Court Opinion

ID: 2045007
Source: CourtListenerOpinion
Date Created: 2013-10-30 08:09:46.452206+00
Date Added: 2024-06-11T13:27:56.131891
License: Public Domain

87 N.Y.2d 887 (1995)
663 N.E.2d 320
639 N.Y.S.2d 1008
Daniel Rodriguez, Respondent,
v.
New York City Housing Authority, Appellant.
Court of Appeals of the State of New York.
Decided December 28, 1995.
Windels, Marx, Davies & Ives, New York City (Bevan M. Watt, Raymond T. Munsell, Thomas J. Mulligan and Dominic P. Morandi of counsel), for appellant.
Thomas A. Stickel, New York City, for respondent.
Chief Judge KAYE and Judges SIMONS, TITONE, BELLACOSA, SMITH, LEVINE and CIPARICK concur in memorandum.
*888MEMORANDUM.
The order of the Appellate Division should be reversed, with costs, the certified question answered in the negative, and defendant's motion for summary judgment dismissing the complaint granted.

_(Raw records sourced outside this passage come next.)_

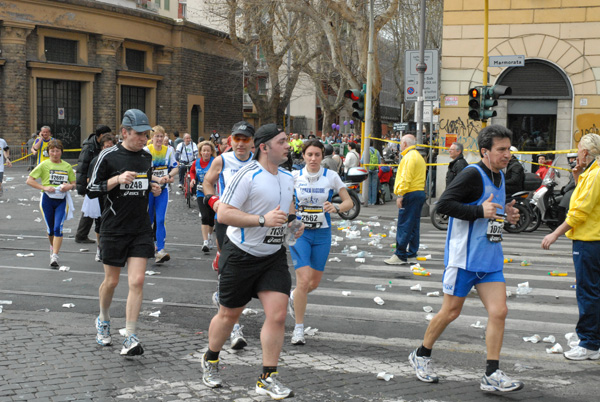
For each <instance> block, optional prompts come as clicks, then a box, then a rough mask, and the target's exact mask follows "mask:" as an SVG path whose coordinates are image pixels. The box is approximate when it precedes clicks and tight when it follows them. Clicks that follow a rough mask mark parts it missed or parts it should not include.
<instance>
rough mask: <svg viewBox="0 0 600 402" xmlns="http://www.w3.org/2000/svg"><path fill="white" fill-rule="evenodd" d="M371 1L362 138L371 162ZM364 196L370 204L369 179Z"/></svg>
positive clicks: (371, 24)
mask: <svg viewBox="0 0 600 402" xmlns="http://www.w3.org/2000/svg"><path fill="white" fill-rule="evenodd" d="M369 3H370V10H369V51H368V54H367V90H366V93H365V98H366V99H365V131H364V136H363V138H362V140H363V142H362V144H363V149H362V151H363V153H362V155H363V163H369V160H370V157H371V155H370V152H369V149H370V146H371V142H370V141H369V138H368V137H370V136H371V135H372V134H373V111H372V109H373V107H372V105H373V34H374V33H375V27H374V23H373V0H370V1H369ZM369 168H371V166H369ZM365 184H366V185H365ZM362 196H363V202H364V204H365V205H369V180H367V181H366V182H363V188H362Z"/></svg>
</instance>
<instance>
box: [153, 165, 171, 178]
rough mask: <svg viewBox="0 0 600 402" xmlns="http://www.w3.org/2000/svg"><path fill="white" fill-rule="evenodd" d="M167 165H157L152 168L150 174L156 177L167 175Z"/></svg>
mask: <svg viewBox="0 0 600 402" xmlns="http://www.w3.org/2000/svg"><path fill="white" fill-rule="evenodd" d="M167 173H168V172H167V167H166V166H161V167H157V168H155V169H154V171H153V172H152V174H153V175H154V176H156V177H159V178H160V177H165V176H166V175H167Z"/></svg>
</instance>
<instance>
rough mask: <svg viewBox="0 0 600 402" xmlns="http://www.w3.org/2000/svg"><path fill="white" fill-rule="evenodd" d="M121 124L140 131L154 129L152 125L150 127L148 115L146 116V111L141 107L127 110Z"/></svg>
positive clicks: (142, 131)
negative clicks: (142, 111)
mask: <svg viewBox="0 0 600 402" xmlns="http://www.w3.org/2000/svg"><path fill="white" fill-rule="evenodd" d="M121 125H122V126H123V127H131V128H132V129H134V130H135V131H137V132H138V133H143V132H144V131H148V130H152V127H150V121H148V116H146V113H144V112H142V111H141V110H139V109H129V110H128V111H126V112H125V114H124V115H123V122H122V123H121Z"/></svg>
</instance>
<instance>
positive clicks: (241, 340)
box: [229, 325, 248, 350]
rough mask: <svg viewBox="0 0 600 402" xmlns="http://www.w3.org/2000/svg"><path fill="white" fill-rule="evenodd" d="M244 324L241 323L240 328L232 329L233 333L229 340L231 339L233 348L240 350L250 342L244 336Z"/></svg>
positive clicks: (244, 347)
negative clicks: (248, 342) (237, 328)
mask: <svg viewBox="0 0 600 402" xmlns="http://www.w3.org/2000/svg"><path fill="white" fill-rule="evenodd" d="M242 328H244V326H243V325H240V326H239V328H238V329H235V328H234V330H233V331H231V335H230V336H229V340H230V341H231V349H234V350H240V349H244V348H245V347H246V345H248V342H246V339H245V338H244V333H243V332H242Z"/></svg>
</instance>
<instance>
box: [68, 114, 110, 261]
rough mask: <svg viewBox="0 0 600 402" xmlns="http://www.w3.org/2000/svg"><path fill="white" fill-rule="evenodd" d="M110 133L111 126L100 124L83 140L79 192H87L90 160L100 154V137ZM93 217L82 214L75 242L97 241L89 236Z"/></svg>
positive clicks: (77, 242)
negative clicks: (88, 172)
mask: <svg viewBox="0 0 600 402" xmlns="http://www.w3.org/2000/svg"><path fill="white" fill-rule="evenodd" d="M106 133H110V127H108V126H105V125H103V124H100V125H98V126H97V127H96V131H95V132H93V133H92V134H90V136H89V137H88V138H87V140H85V141H84V142H83V145H82V146H81V152H80V153H79V160H78V161H77V180H76V188H77V194H79V195H81V196H84V195H86V193H87V185H88V182H87V178H88V170H89V167H90V162H91V161H92V160H93V159H94V158H95V157H96V156H98V155H99V154H100V151H101V150H102V148H101V146H100V137H101V136H102V134H106ZM93 222H94V219H93V218H90V217H89V216H85V215H84V214H83V213H82V214H81V219H80V220H79V225H78V226H77V233H76V234H75V243H95V241H94V240H92V239H90V238H88V234H89V233H90V229H91V228H92V223H93ZM98 257H99V252H96V259H97V260H98Z"/></svg>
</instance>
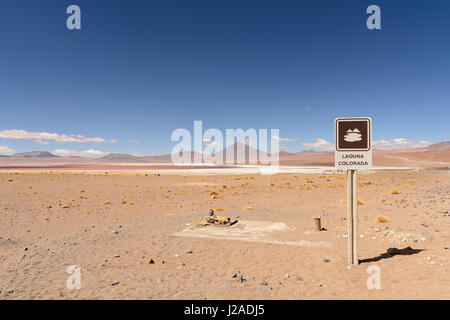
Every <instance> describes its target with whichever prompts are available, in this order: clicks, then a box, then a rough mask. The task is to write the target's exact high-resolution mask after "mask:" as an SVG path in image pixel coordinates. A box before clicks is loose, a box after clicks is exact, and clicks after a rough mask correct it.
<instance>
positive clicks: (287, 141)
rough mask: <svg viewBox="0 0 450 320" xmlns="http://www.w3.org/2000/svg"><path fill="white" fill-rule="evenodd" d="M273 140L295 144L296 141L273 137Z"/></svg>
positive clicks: (288, 139) (275, 136)
mask: <svg viewBox="0 0 450 320" xmlns="http://www.w3.org/2000/svg"><path fill="white" fill-rule="evenodd" d="M272 138H273V139H274V140H276V141H280V142H293V141H295V139H291V138H280V137H279V136H273V137H272Z"/></svg>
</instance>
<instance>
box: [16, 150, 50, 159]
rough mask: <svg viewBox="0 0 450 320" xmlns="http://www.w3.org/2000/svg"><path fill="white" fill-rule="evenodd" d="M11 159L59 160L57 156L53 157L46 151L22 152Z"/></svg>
mask: <svg viewBox="0 0 450 320" xmlns="http://www.w3.org/2000/svg"><path fill="white" fill-rule="evenodd" d="M13 157H18V158H59V156H57V155H54V154H53V153H50V152H48V151H32V152H22V153H16V154H15V155H13Z"/></svg>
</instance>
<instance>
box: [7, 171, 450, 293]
mask: <svg viewBox="0 0 450 320" xmlns="http://www.w3.org/2000/svg"><path fill="white" fill-rule="evenodd" d="M449 184H450V174H449V171H446V170H428V171H417V172H378V173H366V174H360V175H359V190H358V191H359V197H360V198H361V200H362V204H361V205H359V209H358V210H359V231H360V232H359V233H360V235H361V236H360V238H359V258H360V259H361V264H360V265H359V266H357V267H352V268H347V239H346V232H347V222H346V220H345V219H346V205H345V204H342V203H341V200H342V199H345V197H346V191H345V177H344V175H343V174H330V175H319V174H317V175H313V174H309V175H306V174H296V175H294V174H278V175H274V176H260V175H247V176H232V175H229V176H221V175H216V176H204V177H199V176H176V175H173V176H171V175H160V176H158V175H147V176H146V175H137V174H128V175H125V174H120V175H111V174H109V175H89V174H36V173H33V174H32V173H28V174H11V173H9V174H1V175H0V188H1V198H0V298H1V299H167V298H169V299H188V298H189V299H450V290H449V288H450V213H449V209H450V208H449V207H450V205H449V195H450V188H449ZM392 188H396V189H397V190H398V191H399V194H390V192H389V191H390V190H391V189H392ZM211 192H215V193H217V197H211ZM213 198H215V199H213ZM382 199H384V200H382ZM245 207H247V208H246V209H244V208H245ZM217 208H223V209H226V210H225V211H222V212H217V214H220V215H225V216H229V217H231V218H232V219H234V218H237V219H238V220H244V221H272V222H282V223H285V224H286V225H287V226H288V227H289V228H290V229H289V230H287V231H285V232H284V233H283V232H279V233H278V234H277V235H274V237H277V239H278V240H280V241H283V240H295V241H302V240H303V241H310V242H318V241H322V242H327V243H329V244H330V246H329V247H308V246H305V247H301V246H300V247H299V246H292V245H286V244H270V243H258V242H247V241H231V240H214V239H198V238H197V239H196V238H183V237H176V236H173V234H174V233H176V232H178V231H180V230H183V229H185V228H188V227H192V225H194V224H196V223H197V222H199V221H200V220H202V219H203V218H204V217H205V216H207V214H208V210H209V209H217ZM380 214H382V215H384V216H386V217H388V218H389V219H390V222H387V223H379V222H376V221H375V217H376V216H377V215H380ZM314 216H321V217H322V222H323V227H324V228H326V231H322V232H313V231H312V229H313V220H312V218H313V217H314ZM191 224H192V225H191ZM235 226H236V227H238V226H239V222H238V223H237V224H236V225H235ZM235 226H233V227H235ZM233 227H232V228H233ZM206 228H220V227H216V226H208V227H206ZM222 228H226V227H222ZM408 246H410V247H411V248H412V249H413V250H405V251H400V253H404V254H396V255H390V254H386V252H387V250H388V249H389V248H397V249H403V248H406V247H408ZM394 251H395V250H394ZM394 251H392V250H391V251H390V252H394ZM151 260H152V261H153V262H154V263H150V261H151ZM70 265H77V266H79V267H80V268H81V289H79V290H69V289H68V288H67V287H66V279H67V277H68V276H69V275H68V274H67V273H66V268H67V267H68V266H70ZM370 265H377V266H378V267H380V270H381V289H379V290H376V289H375V290H369V289H368V288H367V285H366V280H367V278H368V277H369V276H370V275H369V274H368V273H367V268H368V267H369V266H370ZM235 274H237V276H235Z"/></svg>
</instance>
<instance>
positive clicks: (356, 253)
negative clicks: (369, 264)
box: [347, 170, 358, 265]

Plaintiff was robbed and beaten in a nighttime mugging by several unidentified perpetrators as he walked across an open area of a parking lot in defendant's apartment complex. The attackers covered plaintiff's head with a blanket and beat him about the legs and face. Plaintiff alleged that the proximate cause of his injuries was that the only light in the parking lot was not functioning.
Supreme Court denied defendant's motion for summary judgment dismissing the complaint, and the Appellate Division affirmed, by a 3-to-2 vote. That Court then granted leave to appeal to this Court on a certified question.
We conclude that on the record of this case, no genuine issues of fact concerning the malfunctioning light as the proximate cause of plaintiff's injuries were proffered in response to defendant's motion to dismiss. An examination of plaintiff's opposition motion papers reveals no evidentiary proof "in admissible form," other than "`"[m]ere conclusions, expressions of hope or unsubstantiated allegations or assertions,"'" that the alleged insufficient lighting in the parking lot may have contributed to the criminal incident leading to plaintiff's injuries (Ascher v Garafolo Elec. Co., 113 AD2d 728, 731 [quoting Krupp v Aetna Life & Cas. Co., 103 AD2d 252, 262 (citations omitted)], affd for reasons stated below 67 N.Y.2d 637).
On review of submissions pursuant to section 500.4 of the Rules of the Court of Appeals (22 NYCRR 500.4), order reversed, etc.